Friday, October 22, 2010

Letting Go

I am dropping in as a guest today, grateful for all the stimulating posts this semester. I appreciated Ron writing about letting go of details, trusting the iceberg holding the story up. Anne and Lisa wrote about letting go of articles that tell us which genres are selling and thus what we should be writing. Kelly wrote about letting go of pre-ordained structure and using elements from all aspects of our lives to deepen our stories.

I am working on letting go - of time. I hoard time. I plan my writing times every day, like if I get in so many hours I can control the outcome. And then I get an email - picture book publication delayed yet again due to illustrations not ready. Another email that editorial decision about one of my projects will be coming soon. I wait. And I wait.

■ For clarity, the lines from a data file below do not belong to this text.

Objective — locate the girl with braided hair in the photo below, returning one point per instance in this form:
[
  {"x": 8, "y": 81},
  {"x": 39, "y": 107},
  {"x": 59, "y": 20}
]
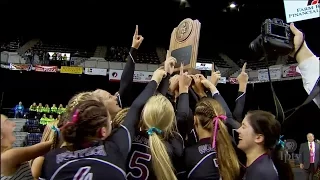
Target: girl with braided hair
[
  {"x": 52, "y": 131},
  {"x": 92, "y": 151},
  {"x": 213, "y": 156}
]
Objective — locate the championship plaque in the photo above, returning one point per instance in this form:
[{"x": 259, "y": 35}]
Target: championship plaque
[{"x": 184, "y": 43}]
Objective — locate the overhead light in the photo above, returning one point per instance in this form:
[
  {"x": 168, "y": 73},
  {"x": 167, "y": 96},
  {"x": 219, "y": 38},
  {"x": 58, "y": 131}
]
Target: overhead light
[{"x": 232, "y": 5}]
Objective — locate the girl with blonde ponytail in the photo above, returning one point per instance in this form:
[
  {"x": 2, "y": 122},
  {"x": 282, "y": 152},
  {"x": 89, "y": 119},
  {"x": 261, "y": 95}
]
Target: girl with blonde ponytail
[
  {"x": 213, "y": 156},
  {"x": 157, "y": 144}
]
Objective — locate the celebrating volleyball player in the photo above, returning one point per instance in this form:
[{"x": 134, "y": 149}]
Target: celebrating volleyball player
[
  {"x": 91, "y": 152},
  {"x": 259, "y": 139},
  {"x": 157, "y": 149},
  {"x": 213, "y": 156}
]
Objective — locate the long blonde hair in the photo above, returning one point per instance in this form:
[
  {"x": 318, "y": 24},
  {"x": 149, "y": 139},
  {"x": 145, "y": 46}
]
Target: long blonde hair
[
  {"x": 206, "y": 110},
  {"x": 159, "y": 113},
  {"x": 73, "y": 102}
]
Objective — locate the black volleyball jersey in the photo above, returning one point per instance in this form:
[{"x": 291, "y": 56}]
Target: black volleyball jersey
[
  {"x": 103, "y": 159},
  {"x": 139, "y": 165},
  {"x": 262, "y": 168},
  {"x": 201, "y": 161}
]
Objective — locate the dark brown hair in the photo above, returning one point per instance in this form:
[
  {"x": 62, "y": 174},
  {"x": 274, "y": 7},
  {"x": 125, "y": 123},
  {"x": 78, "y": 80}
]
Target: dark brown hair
[
  {"x": 92, "y": 115},
  {"x": 265, "y": 123},
  {"x": 206, "y": 110}
]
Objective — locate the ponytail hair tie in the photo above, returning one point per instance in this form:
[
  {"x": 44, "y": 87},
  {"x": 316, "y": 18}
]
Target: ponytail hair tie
[
  {"x": 216, "y": 125},
  {"x": 281, "y": 142},
  {"x": 154, "y": 130},
  {"x": 55, "y": 129},
  {"x": 75, "y": 117}
]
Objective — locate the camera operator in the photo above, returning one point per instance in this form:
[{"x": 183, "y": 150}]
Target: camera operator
[{"x": 308, "y": 63}]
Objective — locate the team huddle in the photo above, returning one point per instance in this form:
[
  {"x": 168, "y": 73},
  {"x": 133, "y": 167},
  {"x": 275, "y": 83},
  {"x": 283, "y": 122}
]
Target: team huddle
[{"x": 179, "y": 127}]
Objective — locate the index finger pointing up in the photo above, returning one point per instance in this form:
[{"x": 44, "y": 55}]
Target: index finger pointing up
[
  {"x": 168, "y": 54},
  {"x": 136, "y": 31},
  {"x": 244, "y": 67},
  {"x": 181, "y": 69},
  {"x": 212, "y": 68}
]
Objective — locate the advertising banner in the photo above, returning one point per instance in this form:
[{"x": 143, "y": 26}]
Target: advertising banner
[
  {"x": 39, "y": 68},
  {"x": 95, "y": 71},
  {"x": 290, "y": 71},
  {"x": 71, "y": 70},
  {"x": 275, "y": 73},
  {"x": 20, "y": 67},
  {"x": 139, "y": 76},
  {"x": 299, "y": 10}
]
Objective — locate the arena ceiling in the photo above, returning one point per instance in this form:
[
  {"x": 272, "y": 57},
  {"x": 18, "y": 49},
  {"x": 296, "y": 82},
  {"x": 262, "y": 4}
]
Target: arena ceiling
[{"x": 112, "y": 22}]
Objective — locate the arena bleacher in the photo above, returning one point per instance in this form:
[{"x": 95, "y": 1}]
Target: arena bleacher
[
  {"x": 144, "y": 55},
  {"x": 11, "y": 45}
]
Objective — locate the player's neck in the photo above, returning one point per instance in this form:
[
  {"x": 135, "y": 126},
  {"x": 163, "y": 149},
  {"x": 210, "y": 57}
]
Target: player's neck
[
  {"x": 253, "y": 155},
  {"x": 203, "y": 134}
]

But I must write. I can't live if I don't write. But how to write without anxiety about the outcome? When Anne and I presented on the writing life at a residency a couple of years ago, she said something like, “If I am only happy on the days I get a contract offer or a great review, I am looking at one unhappy life.” Can writers be happy when outcomes are so dependent on waiting and wondering?

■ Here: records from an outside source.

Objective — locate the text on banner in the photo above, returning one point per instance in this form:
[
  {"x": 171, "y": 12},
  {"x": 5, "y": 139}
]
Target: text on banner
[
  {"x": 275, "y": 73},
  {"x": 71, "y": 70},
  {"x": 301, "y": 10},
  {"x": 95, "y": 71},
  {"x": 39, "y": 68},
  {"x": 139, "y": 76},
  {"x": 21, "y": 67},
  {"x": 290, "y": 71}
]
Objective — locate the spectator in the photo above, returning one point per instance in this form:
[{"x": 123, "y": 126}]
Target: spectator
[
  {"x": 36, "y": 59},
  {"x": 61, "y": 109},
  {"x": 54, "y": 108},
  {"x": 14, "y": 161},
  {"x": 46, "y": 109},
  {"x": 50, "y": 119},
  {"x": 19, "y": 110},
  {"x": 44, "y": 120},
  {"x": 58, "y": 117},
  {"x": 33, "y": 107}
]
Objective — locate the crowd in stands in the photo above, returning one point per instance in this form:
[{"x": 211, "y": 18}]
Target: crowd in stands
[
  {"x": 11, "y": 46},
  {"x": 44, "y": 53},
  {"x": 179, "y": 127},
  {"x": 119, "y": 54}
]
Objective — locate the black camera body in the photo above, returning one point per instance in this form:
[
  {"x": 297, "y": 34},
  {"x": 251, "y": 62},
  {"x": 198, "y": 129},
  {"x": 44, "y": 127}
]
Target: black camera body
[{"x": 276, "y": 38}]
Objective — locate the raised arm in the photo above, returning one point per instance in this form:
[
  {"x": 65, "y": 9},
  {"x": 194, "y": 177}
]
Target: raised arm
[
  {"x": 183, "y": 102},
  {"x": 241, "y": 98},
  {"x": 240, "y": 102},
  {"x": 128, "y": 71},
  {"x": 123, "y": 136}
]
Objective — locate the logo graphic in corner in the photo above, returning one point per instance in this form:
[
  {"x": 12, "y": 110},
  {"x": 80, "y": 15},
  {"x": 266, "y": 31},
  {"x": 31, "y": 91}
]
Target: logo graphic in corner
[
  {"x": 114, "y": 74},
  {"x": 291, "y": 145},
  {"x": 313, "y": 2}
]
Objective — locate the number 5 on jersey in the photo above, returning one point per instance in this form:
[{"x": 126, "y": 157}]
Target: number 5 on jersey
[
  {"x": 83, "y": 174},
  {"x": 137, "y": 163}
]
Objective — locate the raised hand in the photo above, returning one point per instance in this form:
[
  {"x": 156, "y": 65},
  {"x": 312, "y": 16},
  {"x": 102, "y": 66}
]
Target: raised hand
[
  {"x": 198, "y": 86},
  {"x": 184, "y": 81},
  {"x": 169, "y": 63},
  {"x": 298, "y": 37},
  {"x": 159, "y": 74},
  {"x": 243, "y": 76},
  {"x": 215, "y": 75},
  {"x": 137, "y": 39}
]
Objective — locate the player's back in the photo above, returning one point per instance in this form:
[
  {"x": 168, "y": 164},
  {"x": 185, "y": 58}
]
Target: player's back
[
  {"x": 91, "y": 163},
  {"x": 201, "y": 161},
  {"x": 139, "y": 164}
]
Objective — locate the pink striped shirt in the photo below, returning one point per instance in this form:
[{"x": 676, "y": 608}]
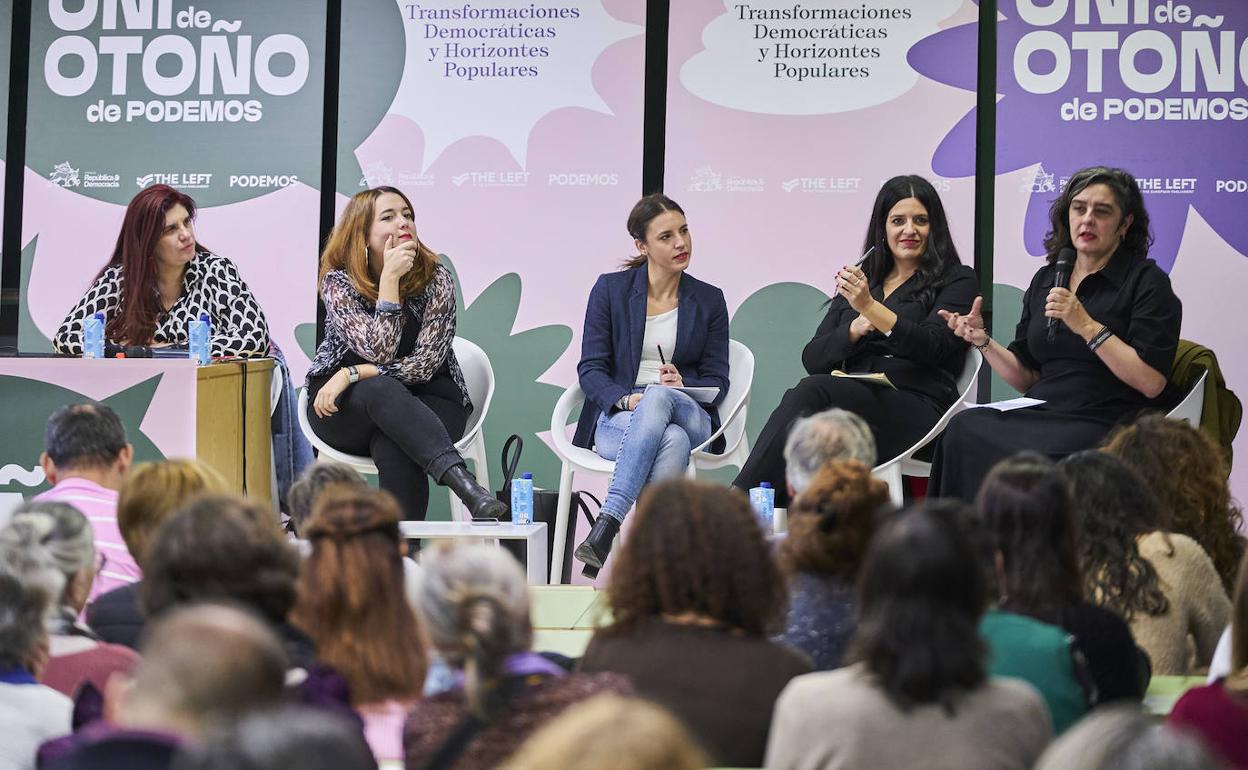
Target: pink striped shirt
[{"x": 99, "y": 504}]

Yes. Yes. We can be happy if we're putting words on paper. We can be happy when we get an insight that only comes from the writing, not the talking about the writing. We can be happy sharing with other writers or reading a great book. We can be happy closing down our computers and trusting that the words will be there again, even with the deadline of a Hamline packet due tomorrow and tomorrow.

Be happy. Let go. CRM


  1. Thanks for this, Claire! A great reminder. The work must sustain us (at least emotionally).

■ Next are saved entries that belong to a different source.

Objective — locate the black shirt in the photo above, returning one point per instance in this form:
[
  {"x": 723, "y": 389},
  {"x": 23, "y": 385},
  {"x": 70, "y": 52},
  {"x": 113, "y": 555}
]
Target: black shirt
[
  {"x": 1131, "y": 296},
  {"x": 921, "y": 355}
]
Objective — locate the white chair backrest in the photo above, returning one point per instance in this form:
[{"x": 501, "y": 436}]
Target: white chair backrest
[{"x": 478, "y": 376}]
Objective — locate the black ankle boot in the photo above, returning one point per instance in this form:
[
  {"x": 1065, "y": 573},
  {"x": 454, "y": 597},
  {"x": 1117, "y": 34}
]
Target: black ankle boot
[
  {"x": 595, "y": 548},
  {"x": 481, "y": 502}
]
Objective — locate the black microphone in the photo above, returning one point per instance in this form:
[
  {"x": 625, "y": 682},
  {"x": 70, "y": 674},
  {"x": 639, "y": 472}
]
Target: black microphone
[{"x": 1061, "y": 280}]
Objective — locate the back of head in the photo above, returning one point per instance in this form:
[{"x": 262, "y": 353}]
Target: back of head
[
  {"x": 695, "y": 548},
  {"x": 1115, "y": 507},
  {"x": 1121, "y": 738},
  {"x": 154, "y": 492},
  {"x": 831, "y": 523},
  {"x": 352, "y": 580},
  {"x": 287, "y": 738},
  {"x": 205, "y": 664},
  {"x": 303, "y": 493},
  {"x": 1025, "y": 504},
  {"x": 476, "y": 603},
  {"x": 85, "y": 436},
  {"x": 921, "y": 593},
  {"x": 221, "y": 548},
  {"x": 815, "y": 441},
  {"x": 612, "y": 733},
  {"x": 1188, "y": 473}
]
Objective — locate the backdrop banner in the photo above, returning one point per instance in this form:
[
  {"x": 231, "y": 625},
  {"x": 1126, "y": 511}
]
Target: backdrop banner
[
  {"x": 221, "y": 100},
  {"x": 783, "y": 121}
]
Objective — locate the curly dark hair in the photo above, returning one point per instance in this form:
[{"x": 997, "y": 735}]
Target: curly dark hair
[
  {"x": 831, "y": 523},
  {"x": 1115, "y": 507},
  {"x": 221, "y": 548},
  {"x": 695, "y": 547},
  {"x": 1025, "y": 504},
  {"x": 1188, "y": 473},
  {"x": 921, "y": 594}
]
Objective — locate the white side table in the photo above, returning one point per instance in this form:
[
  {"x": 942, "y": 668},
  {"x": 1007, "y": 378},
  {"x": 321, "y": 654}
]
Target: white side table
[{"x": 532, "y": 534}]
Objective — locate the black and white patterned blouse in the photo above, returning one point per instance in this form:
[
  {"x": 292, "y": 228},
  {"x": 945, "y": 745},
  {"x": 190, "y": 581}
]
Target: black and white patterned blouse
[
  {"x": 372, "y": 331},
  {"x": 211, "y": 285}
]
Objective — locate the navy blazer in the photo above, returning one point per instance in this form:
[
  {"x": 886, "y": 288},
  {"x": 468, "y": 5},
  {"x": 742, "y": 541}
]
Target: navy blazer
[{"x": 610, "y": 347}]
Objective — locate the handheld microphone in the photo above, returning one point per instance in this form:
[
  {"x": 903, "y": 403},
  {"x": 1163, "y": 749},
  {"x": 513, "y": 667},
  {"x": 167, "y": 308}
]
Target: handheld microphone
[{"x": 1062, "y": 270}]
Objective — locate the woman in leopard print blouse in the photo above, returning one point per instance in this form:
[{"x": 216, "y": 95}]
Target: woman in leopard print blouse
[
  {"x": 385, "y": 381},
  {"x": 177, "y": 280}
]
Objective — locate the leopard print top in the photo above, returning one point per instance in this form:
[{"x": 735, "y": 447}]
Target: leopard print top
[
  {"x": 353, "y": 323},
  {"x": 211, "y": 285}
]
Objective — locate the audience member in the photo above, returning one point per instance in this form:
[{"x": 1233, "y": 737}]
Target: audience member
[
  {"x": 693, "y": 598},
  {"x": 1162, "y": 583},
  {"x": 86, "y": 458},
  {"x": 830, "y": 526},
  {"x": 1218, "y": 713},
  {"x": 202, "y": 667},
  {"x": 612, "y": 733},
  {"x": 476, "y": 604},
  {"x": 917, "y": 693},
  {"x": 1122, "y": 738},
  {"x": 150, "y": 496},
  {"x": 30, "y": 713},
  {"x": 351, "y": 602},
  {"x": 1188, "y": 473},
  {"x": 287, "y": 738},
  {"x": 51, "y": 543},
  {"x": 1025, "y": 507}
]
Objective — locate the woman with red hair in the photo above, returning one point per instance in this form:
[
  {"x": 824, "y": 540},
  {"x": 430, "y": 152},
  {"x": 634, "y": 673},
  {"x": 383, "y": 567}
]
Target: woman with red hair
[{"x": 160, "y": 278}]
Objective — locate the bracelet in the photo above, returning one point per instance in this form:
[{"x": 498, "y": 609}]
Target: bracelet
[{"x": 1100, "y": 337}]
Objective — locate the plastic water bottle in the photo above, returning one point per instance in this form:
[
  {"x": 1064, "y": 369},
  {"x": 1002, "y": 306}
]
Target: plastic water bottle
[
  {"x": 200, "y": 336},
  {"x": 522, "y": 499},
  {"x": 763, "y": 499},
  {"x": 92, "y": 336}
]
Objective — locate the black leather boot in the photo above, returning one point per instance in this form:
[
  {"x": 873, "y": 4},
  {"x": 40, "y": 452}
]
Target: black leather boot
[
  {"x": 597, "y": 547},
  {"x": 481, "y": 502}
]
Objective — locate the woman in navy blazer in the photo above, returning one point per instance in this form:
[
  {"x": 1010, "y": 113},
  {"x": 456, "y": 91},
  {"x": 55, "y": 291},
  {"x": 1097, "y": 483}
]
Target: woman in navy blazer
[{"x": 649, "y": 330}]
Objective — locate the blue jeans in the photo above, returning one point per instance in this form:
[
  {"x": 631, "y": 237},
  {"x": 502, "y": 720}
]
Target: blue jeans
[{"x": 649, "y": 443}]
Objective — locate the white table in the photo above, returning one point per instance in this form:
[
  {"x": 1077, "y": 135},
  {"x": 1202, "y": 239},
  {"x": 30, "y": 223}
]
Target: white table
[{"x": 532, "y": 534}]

  2. Yes, thanks Claire. As someone who has no deadlines now, no Hamline mentor prodding me along, there is such a fear that somehow if I don't keep to the amazing writing schedule I had that the writing will dry up. Perhaps if I could let go a little bit from my past (a few short months ago...but getting irritatingly longer every day) I could write more. What a concept. And thanks for the reminder of Anne's quote. That's a keepa'! (as they say in Mass.)

  3. "We can be happy when we get an insight that only comes from the writing, not the talking about the writing." A wonderful line in a wonderful post. Thanks.